Look for a bright orange book with a blue fish on the cover.

Reviewed by Sam Bushell

C IS AN AWFUL PROGRAMMING LANGUAGE, and an awfully popular, powerful and pervasive programming language. Everyone who has used C will know it blooms with subtleties and traps for the novice or unwary expert. Yet it remains the language of choice for systems and application programming, both for historical reasons (such as Unix) and because of its perceived power and convenience.

When people first learn C, they are usually warned away from its more glaring pitfalls by teachers or texts. A very early lesson usually highlights the differences between the "=" and "==" operators, for instance. On the other hand, it usually isn't necessary for novices to understand the differences between "char *a[];" and "char (*a)[];". This book focuses on those intricacies of the language which expert C programmers -- and people wishing to become such -- need to understand in detail.
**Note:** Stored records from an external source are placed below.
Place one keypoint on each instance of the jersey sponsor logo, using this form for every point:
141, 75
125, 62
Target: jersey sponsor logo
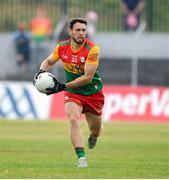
93, 57
74, 58
64, 56
16, 105
82, 59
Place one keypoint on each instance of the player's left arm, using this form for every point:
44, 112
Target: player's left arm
90, 68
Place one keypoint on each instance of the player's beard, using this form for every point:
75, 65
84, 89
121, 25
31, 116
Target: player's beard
78, 42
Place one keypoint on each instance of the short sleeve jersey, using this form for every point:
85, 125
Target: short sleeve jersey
74, 62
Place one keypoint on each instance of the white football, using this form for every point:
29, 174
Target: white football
44, 80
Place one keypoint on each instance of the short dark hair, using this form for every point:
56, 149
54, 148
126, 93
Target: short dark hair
75, 20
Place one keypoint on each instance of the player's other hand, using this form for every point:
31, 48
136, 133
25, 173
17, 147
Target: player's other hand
56, 88
36, 75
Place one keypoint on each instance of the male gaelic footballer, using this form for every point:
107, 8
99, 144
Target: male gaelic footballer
83, 89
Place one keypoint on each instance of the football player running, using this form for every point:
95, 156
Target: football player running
83, 89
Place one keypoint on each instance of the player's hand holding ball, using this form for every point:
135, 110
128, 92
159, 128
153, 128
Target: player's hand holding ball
56, 88
46, 83
36, 75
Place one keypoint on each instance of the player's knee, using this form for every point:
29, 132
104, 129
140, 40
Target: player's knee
74, 120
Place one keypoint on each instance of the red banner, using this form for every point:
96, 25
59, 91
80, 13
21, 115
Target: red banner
126, 103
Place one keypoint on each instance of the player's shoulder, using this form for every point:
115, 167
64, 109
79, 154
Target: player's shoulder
64, 43
89, 44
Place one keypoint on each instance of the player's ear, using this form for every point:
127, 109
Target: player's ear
70, 32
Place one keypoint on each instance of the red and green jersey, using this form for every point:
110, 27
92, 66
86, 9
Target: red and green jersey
74, 62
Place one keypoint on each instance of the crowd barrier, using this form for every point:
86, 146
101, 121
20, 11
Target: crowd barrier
20, 100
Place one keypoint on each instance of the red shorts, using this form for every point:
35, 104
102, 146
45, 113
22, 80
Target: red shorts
93, 103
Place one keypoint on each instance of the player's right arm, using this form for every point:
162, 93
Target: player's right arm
50, 60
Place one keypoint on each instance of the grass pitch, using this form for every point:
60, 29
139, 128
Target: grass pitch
33, 149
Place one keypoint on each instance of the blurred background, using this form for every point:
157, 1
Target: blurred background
133, 37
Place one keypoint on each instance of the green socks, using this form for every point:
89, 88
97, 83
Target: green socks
80, 152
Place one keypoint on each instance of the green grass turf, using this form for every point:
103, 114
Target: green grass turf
33, 149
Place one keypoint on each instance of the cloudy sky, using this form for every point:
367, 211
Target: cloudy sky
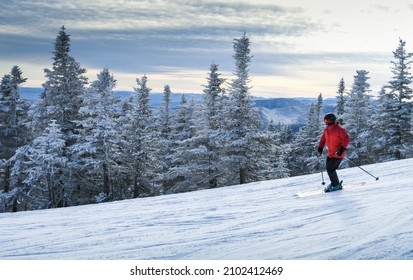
300, 47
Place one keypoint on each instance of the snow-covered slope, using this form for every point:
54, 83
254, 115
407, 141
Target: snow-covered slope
263, 220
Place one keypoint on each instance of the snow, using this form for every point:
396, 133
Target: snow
263, 220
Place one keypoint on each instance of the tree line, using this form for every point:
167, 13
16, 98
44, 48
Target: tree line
79, 143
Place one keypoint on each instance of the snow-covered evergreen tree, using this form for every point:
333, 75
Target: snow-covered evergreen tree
142, 151
242, 121
400, 87
179, 176
341, 98
13, 119
358, 119
41, 170
97, 149
13, 114
63, 91
199, 154
385, 124
305, 144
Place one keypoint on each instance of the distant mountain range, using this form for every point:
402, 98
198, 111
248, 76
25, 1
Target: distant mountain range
291, 111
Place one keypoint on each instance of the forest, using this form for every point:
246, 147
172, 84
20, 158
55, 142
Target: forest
79, 143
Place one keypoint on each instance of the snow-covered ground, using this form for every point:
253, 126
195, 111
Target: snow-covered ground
263, 220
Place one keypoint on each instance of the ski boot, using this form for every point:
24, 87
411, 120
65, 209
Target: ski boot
331, 188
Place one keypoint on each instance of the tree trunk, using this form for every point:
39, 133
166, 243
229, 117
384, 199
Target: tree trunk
106, 189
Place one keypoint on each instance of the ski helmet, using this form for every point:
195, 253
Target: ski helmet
330, 118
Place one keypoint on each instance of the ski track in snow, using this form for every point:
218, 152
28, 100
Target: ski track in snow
262, 220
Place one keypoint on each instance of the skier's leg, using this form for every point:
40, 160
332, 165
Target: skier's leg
331, 166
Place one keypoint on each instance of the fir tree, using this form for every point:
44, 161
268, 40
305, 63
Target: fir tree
13, 114
358, 112
341, 99
13, 121
98, 146
40, 168
141, 137
307, 139
181, 174
400, 88
242, 122
63, 91
385, 126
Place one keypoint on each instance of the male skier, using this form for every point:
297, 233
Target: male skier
337, 140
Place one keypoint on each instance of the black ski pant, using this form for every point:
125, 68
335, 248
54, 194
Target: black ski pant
331, 166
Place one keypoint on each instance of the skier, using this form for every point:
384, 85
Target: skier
337, 140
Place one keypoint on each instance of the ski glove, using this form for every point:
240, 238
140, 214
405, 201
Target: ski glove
340, 151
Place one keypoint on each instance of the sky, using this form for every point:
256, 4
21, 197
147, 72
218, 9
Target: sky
300, 48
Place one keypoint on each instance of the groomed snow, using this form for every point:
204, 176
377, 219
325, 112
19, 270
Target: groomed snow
263, 220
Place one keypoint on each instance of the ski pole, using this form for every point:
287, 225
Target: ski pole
322, 176
377, 178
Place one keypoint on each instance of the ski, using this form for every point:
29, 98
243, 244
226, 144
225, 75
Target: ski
329, 188
318, 192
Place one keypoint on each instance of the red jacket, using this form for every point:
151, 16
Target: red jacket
334, 137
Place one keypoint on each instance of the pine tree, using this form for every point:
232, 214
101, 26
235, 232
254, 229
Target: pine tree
307, 139
13, 121
400, 88
358, 112
13, 114
242, 121
199, 154
98, 146
63, 91
385, 124
180, 174
143, 161
41, 169
341, 99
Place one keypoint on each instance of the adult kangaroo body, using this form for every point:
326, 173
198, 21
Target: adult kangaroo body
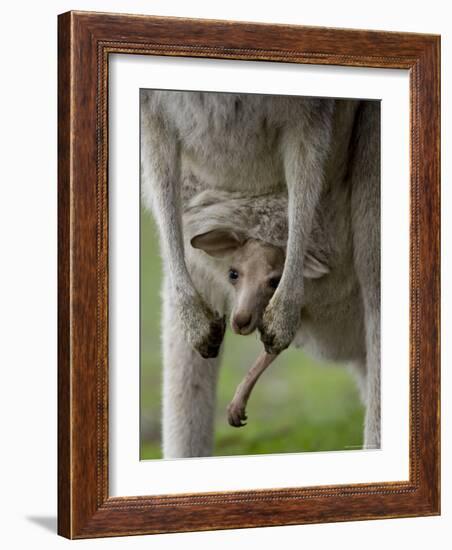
326, 154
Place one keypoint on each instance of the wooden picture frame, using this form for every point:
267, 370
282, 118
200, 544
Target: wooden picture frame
85, 41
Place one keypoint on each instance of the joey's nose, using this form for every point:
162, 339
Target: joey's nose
241, 323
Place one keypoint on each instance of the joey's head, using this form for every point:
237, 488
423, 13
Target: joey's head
254, 271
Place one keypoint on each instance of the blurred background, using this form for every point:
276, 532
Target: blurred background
297, 405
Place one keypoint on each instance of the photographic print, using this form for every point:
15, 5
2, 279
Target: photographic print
260, 274
248, 290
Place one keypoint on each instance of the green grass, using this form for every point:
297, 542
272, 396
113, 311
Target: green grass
297, 405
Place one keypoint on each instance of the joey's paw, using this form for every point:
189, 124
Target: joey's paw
279, 324
204, 330
236, 414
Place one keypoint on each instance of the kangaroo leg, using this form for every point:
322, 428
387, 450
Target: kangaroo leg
304, 150
160, 166
236, 408
189, 390
365, 205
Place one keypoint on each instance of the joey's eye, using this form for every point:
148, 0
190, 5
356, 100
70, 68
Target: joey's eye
274, 282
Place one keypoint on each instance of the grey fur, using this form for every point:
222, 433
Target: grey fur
322, 153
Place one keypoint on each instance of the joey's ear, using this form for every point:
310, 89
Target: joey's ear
314, 268
219, 242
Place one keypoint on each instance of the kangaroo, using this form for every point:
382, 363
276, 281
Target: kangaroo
324, 154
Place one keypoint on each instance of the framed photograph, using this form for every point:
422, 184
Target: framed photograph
248, 276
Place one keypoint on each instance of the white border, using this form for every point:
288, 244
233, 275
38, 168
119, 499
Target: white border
129, 475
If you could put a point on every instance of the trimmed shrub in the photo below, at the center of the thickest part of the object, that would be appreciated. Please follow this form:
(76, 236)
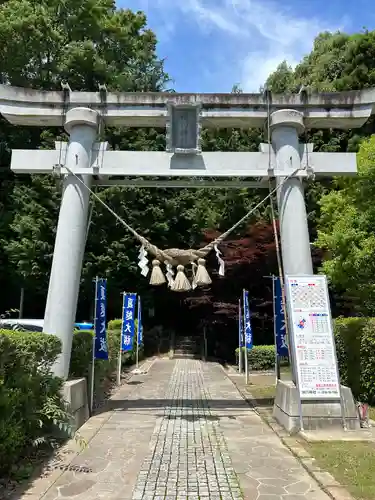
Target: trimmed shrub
(355, 347)
(30, 402)
(80, 363)
(261, 357)
(115, 324)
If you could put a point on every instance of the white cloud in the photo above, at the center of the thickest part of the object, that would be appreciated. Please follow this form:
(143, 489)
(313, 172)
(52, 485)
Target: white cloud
(259, 33)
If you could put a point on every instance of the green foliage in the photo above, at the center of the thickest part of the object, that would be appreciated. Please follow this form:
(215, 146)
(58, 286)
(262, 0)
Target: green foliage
(355, 346)
(261, 357)
(80, 363)
(115, 324)
(345, 232)
(30, 405)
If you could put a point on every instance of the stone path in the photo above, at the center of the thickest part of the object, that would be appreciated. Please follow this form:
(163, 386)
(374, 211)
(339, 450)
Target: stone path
(182, 431)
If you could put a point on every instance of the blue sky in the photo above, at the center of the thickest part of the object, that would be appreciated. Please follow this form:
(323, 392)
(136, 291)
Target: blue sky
(209, 45)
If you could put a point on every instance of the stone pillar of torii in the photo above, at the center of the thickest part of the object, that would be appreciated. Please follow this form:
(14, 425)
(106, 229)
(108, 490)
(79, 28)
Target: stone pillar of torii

Van der Linden clarifies many often-misunderstood issues. There are chapters discussing the history of C; systematic approaches to reading and understanding complicated declarations; practically all of the similarities and differences between arrays and pointers; issues related to linking and runtime data structures; the Intel 80x86 architecture; and an introduction to C++ from the point of view of a C expert. This is all delivered in a light-hearted but unpatronising style, accompanied by asides about famous and infamous bugs, a "light relief" section at the end of each chapter, and an appendix on "secrets of programmer job interviews".

"Deep C Secrets" is certainly not a first book on C. It's a second book: if you're experienced at programming in C and feel like making sure your understanding is rigorous, it might be time to take a look at it.